My sixty-seventh summer has passed. My sixty-seventh autumn is upon me. And linking summer and autumn is Labor Day. While instituted in 1887 to honor union labor, Labor Day has come to be a celebration of all kinds of work, whether organized into unions or not.
I believe human beings are wired to work, to produce, to create in some fashion. The Midwest killing over the summer by someone who said he was bored reveals the despairing numbness that comes from lack of purpose, lack of work.
Purpose. Rick Warren speaks of The Purpose Driven Life. We ask one another, what is the purpose of man? What is the purpose of life? We seek meaning, and work is an expression of the meaning we have found.
Of course there are many jobs that seem mindless, meaningless. I filed and typed for long hours and longer days as I cobbled my may through college, and later, as a single parent, as I supported myself and my young son. Not all work is meaningful, but most work is productive, if at least for the boss or the company worked for. At the end of each day, the file cabinet was plump with the filings from my inbox, and my inbox was empty. I had been productive. And when I received my paycheck it felt good to have earned it.
And in a sense every job, including sitting here at my computer in the comfort of my office lined with icons and books, with my cat nearby and my husband’s ballgame heard in the distance, has long periods of routine work, of slugging along. But I have been blessed with meaning in my life, so that no matter what work I do, it is offered to God. I am secure in the knowledge that I have tried to listen to God’s voice, I have tried to understand the next step to take, the next turn in the next crossroads (no pun intended).
Christians are or should be purpose-driven people. They know who they are and why they are and how they came to be. They know where they are going and they know the way. Sometimes we take wrong turns, more than we confess, but God brings us back. Through his Church he gives us road signs and we finally get back on the main highway, the way to home.
This morning we witnessed two young adult baptisms in church. The young ladies, one finishing high school this coming year, the other in the middle of her college years, had been brought home to the Church by their grandparents. I thought how wonderful it was that at this moment in their lives, when so many crossroads would soon appear before them – choices of classes, schools, careers, dating, marriage, family – they would have the grace of God empowering them, nudging them along. They would see signs that would steer them in the right direction. And as they make these choices, they would have a reference point – God’s will, his design for them, as expressed through the Church.
We are forever wandering and forever coming home, every one of us. And the nature of what we do with our lives, how we spend our time each day – our work as children of God on Planet Earth – matters. It matters because everything matters, everything counts. We may not always get it right, but as a member of the Body of Christ, we have signposts helping us along, helping us choose.
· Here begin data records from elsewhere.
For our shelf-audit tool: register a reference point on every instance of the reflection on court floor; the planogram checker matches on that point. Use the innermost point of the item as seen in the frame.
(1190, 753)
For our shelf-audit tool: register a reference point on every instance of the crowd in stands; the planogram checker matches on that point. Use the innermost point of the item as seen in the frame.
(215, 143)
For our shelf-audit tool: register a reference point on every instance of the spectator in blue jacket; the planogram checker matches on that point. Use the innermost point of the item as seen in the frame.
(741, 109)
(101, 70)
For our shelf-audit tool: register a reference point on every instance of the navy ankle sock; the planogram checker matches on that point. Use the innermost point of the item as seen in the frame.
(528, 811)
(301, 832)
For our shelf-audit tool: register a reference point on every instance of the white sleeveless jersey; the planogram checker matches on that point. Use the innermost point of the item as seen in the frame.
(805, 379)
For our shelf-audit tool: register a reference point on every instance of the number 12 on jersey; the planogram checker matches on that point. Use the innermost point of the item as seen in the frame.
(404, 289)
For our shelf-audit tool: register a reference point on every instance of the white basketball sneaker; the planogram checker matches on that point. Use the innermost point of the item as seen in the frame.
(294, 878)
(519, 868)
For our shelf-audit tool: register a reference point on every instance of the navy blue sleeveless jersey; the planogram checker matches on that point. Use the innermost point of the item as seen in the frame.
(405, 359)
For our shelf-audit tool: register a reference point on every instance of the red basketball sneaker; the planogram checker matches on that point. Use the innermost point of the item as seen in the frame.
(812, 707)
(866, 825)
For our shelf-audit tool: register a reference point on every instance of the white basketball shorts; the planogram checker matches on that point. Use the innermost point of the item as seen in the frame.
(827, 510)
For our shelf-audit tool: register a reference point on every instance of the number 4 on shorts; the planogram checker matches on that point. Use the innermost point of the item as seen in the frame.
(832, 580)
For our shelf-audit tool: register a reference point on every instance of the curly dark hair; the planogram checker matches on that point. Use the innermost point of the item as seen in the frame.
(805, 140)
Many baby-boomers will be retiring in the next decade, and they will face these choices, how they will spend the rest of their lives, their hours, their days, their weeks, their years. Some will volunteer at local hospitals. Some will take another job to supplement their income. Some will spend precious time with children and grandchildren, or neighbors and friends. Some will volunteer at church or temple. Some will give their time to spas and saunas, fitness clubs and golf courses. Whatever the trade-off that is made for the remainder of their days, they will choose activity that brackets and organizes their time, and this choice will shape them in the last leg of their journey through time.
For me, I have the Church, and through the Church I have God. With the Church as my home, with the family of God surrounding me, with the sacraments and hymns and joyful Sunday worship, I have signposts along the way. I need only watch for them. Without the Church I should wander aimlessly, bored, purposeless, without meaning to my work. With the Church I can see; I am given productive years as I travel the last leg of my journey to Heaven. In the Church I am home, and when I stray I know the way back. A good exchange for my working life.
In today’s Gospel, Christ tells of the ten lepers he healed, but only one returned to give thanks. Today, this Labor Day weekend, I give thanks for the meaningful work God offers us, and I return each Sunday to give thanks again and again.